Sunday, August 14, 2011

The next phase: Meta-conversations

Attracting people based on any particular present position is myopic. In retrospect, it may have been better for this blog to have stuck with detailing how to formulate ideals and make decisions than to have mentioned or endorsed any specific ideals or decisions. In the future, I would like to hold discussions regarding process management, premise formation, qualitative analysis, and logic; in short, I would rather discuss how to come to conclusions than give any of my readers any specific conclusions to revolve around and rally behind.

It may be the case that my conclusions -- tentative though they may indefinitely be -- are sound, but I am more interested in how a reader might have come to the same conclusions as myself than in the mere similarity of our positions. If, for example, your antinatalism leads you to choose vegetarianism, that does not entail that all vegetarians are antinatalists, or that congregating with vegetarians without any quality control is a sensible practice.

Note that I say all of the above not because I am interested in censorship or stifling important discussions, but rather, because there should be an order to this process, with specific ideals coming into play much later on after everyone has established that they utilize similar mental algorithms for processing information.

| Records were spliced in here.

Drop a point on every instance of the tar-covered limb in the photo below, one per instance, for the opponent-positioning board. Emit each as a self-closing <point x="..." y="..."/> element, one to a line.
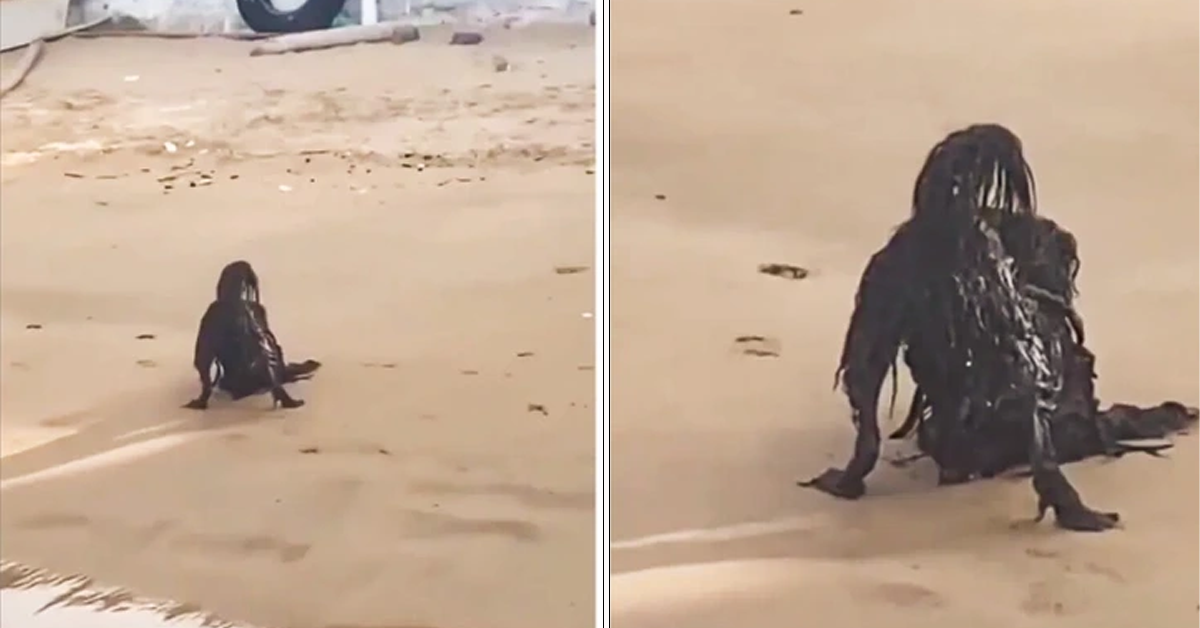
<point x="870" y="350"/>
<point x="1053" y="488"/>
<point x="205" y="354"/>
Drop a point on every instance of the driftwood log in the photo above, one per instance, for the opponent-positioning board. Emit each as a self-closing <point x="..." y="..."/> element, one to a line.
<point x="317" y="40"/>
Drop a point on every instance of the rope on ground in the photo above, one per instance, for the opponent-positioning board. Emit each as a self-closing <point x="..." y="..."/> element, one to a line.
<point x="34" y="54"/>
<point x="23" y="67"/>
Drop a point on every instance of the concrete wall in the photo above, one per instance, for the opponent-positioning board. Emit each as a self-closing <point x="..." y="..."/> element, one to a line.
<point x="221" y="16"/>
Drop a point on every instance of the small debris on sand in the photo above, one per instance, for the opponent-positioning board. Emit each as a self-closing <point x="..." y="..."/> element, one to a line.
<point x="784" y="270"/>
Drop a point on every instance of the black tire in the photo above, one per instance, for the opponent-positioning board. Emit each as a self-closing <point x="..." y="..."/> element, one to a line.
<point x="313" y="15"/>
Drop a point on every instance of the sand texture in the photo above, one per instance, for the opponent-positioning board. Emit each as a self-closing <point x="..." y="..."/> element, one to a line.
<point x="744" y="135"/>
<point x="406" y="208"/>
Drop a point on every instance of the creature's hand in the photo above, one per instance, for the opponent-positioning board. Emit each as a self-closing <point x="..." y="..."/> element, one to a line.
<point x="835" y="482"/>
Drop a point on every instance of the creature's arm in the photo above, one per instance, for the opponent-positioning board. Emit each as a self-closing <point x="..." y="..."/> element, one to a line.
<point x="1049" y="268"/>
<point x="873" y="342"/>
<point x="207" y="339"/>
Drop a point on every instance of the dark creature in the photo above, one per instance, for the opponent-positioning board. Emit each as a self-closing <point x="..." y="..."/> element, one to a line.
<point x="235" y="335"/>
<point x="977" y="291"/>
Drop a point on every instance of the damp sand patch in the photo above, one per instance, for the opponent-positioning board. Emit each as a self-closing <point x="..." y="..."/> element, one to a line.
<point x="35" y="598"/>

As a final thought on antinatalism, I will say the following (note the lack of generalizations below, as I am myself an antinatalist):

1. Many antinatalists are concerned solely with refraining from reproducing, and have either weak or nonexistent socio-political philosophies; in other words, they are often far wiser than most when it comes to being proactive (in at least the fundamental sense), but could use some improvement when it comes to being retroactive.

2. Many antinatalists view the world from an anthropocentric standpoint, meaning that they are solely concerned with the end of human reproduction. They may understand that animal suffering is bad, but they very often have no ambition to do anything about it beyond becoming vegetarian.

3. Many antinatalists view "the" problem as life itself (or, in more sensible cases, sentient life). The more accurate position to take, from my perspective, is that of "the" problem being a lack of intelligent management and regulation of the universe's energy processes -- or the mere existence of energy and work in the first place.

Furthermore, if sentience were distributed in discrete executable files to volunteering computers, such computers could call sentient processes for any given duration and turn them off on demand. In this scenario, a computer without any capacity to feel pain or pleasure could make calculations on a level of sophistication comparable to that of a human, and would only call conscious, sentient experience to the fore -- or "wake up," if you will -- when it felt like it would be fun or educational to do so; this would solve the problem of deprivation.

Of course, if such experiences, through repeated observation and testing, were demonstrated to be too risk-laden, then they would be phased out -- though, again, any conscious experience would be undertaken voluntarily, without impinging on any other conscious experiences or requiring anything other than self-contained information.

In summation:

Symptoms: Sentience; deprivation/desire/discomfort
Causes: Lack of intelligence; presence of existence

We either become gods and attain absolute, one-hundred-percent certainty that our ending the universe means that it's all over forever, or we volunteer to learn and explore, given that we cannot undo our births and that some of us suffer when contemplating death. Preventing future births, while a good thing, is no more credible as a rallying point than any other philosophical position, be it the unlikely existence of a deity or something as crass as rights-based activism. The discussion of how to properly use your brain is the only true rallying point -- for now.

1 comment:

  1. Keep on acting as a reduction ad absurdum of about a hundred positions at once, buddy.